Bima, NTB (ANTARA News) - Ustadz Abrori, pimpinan pondok pesantren Khilafiah Umar bin Khattab di Kabupaten Bima, Nusa Tenggara Barat, ditemukan polisi karena menyerahkan diri dan bukan ditangkap.

Menurut ayah kandung Abrori, Ustadz Aly Ghani Al Mahyubi, anak keempatnya dari tujuh bersaudara itu menyerahkan diri pada hari kelima setelah ledakan bom di pondok pesantren Khilafiah Umar bin Khattab yang menewaskan pengurus pesantren, Ustadz Firdaus.

"Kapolda NTB sendiri yang menjemput di rumah ini, atas inisiatif kami pihak keluarga. Sejak kecil saya selalu mengajari anak saya bersikap tanggung jawab," kata Aly Ghani di rumahnya di Dusun Bada Desa Kenanga No 10 RT 06 RW 03, Kecamatan Bolo, Kabupaten Bima, Sabtu.

Ia mengatakan, Kamis (14/7) lalu, pihaknya menghubungi Kapolda Brigjen Arief Wahyunadi untuk menyerahkan anaknya itu dengan beberapa catatan. Diantaranya, penjemputan tidak perlu menggunakan mobil Barracuda, tidak membawa Brimob maupun Densus 88 dan tim penjemputan tidak berseragam polisi.

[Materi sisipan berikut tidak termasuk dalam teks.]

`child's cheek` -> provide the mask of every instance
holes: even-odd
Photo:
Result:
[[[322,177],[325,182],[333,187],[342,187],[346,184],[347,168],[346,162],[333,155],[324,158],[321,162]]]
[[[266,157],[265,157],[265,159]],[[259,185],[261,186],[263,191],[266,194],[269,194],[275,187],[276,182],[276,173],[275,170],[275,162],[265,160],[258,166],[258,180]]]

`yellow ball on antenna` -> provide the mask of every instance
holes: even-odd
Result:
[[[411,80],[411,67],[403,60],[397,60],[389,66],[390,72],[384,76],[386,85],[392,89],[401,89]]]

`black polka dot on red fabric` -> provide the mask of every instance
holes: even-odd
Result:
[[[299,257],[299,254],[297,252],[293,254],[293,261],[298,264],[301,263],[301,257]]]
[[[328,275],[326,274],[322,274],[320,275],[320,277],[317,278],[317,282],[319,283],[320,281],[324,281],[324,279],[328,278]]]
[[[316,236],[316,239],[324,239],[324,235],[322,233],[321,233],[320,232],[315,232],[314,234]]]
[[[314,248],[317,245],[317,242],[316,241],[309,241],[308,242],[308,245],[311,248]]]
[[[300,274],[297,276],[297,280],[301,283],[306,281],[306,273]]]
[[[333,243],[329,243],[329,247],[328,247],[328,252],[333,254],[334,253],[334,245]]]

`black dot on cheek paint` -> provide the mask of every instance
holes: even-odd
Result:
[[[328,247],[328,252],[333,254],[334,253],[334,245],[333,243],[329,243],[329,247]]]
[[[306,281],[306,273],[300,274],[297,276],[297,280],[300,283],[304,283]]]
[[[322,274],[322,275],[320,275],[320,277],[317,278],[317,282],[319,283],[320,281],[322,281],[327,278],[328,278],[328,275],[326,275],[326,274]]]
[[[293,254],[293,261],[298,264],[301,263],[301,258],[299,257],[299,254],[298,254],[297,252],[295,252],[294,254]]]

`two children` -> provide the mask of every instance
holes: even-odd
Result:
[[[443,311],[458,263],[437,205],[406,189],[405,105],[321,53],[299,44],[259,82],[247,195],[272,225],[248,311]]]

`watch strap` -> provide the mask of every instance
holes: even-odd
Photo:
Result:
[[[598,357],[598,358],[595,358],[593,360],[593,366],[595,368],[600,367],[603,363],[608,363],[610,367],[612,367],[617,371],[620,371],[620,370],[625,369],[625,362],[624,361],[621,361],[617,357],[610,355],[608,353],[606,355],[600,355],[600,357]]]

Permintaan keluarga itu diiyakan Kapolda. Bahkan, menurutnya Kapolda sendiri yang menjemput di kediamannya.

"Saat Abrori datamg ke rumah ini Kamis lalu, saya perintahkan dia untuk tidak ke mana-mana. Negosiasi dengan polisi terus kami lakukan," katanya.

Bahkan, dia meminta Abrori dibawa melalui jalan darat, bukan melalui jalur udara seperti yang diberitakan. Pihak keluarga pasrah dengan hukuman yang diberikan kepada anaknya, pihaknya telah berkoordinasi dengan Tim Pembela Muslim (TPM).

Uastadz Aly juga membatah jika Abrori merupakan laskar didikan Mindanao, Filipina, seperti keterangan polisi. Sejak tamat di SMA 3 Mataram, Abrori menimba ilmu di ponpes Al-Mutaqin Jepara, Jawa Tengah selama 3 tahun.

Setelah tamat dari pesantren, pada tahun 2002, saat kerusuhan Ambon terjadi, Abrori sempat ke daerah itu selama 1 tahun.

Dimata teman sekolahnya, Abrori juga dikenal cerdas dan pintar. Setiap mata pelajaran selalu mendapat nilai tertinggi. Arifin alias Hape, teman sekolah Abrori saat SD hingga SMP, mengaku kaget jika Abrori dituding terlibat aksi tindak pidana terorisme.

"Dia (Abrori), dalam bergaul di kampung sini selalu supel. Sering dia menjadi khotib dan tidak pernah mengajak berjihat, makanya kami semua kaget," katanya.

Sementara di lokasi Pondok Pesantren Umar bin Khattab situasi terlihat lengang. Tidak ada akstivitas para santri di bangunan yang mempunyai luas kurang lebih 50 are itu.

Warga di sekitar lokasi juga mulai bisa menjalankan aktivitasnya seperti biasa. Tidak ada penjagaan oleh aparat kepolisian, baik dari Polres Bima maupun dari Brimob Polda NTB.

Warga juga tidak lagi menjalankan pam swakarsa dan lebih memilih diam dalam memjawab pertanyaan para awak media.

"Takut salah ngomong, nanti jadi masalah baru," kata Subhan, warga sekitar pondok pesantren itu.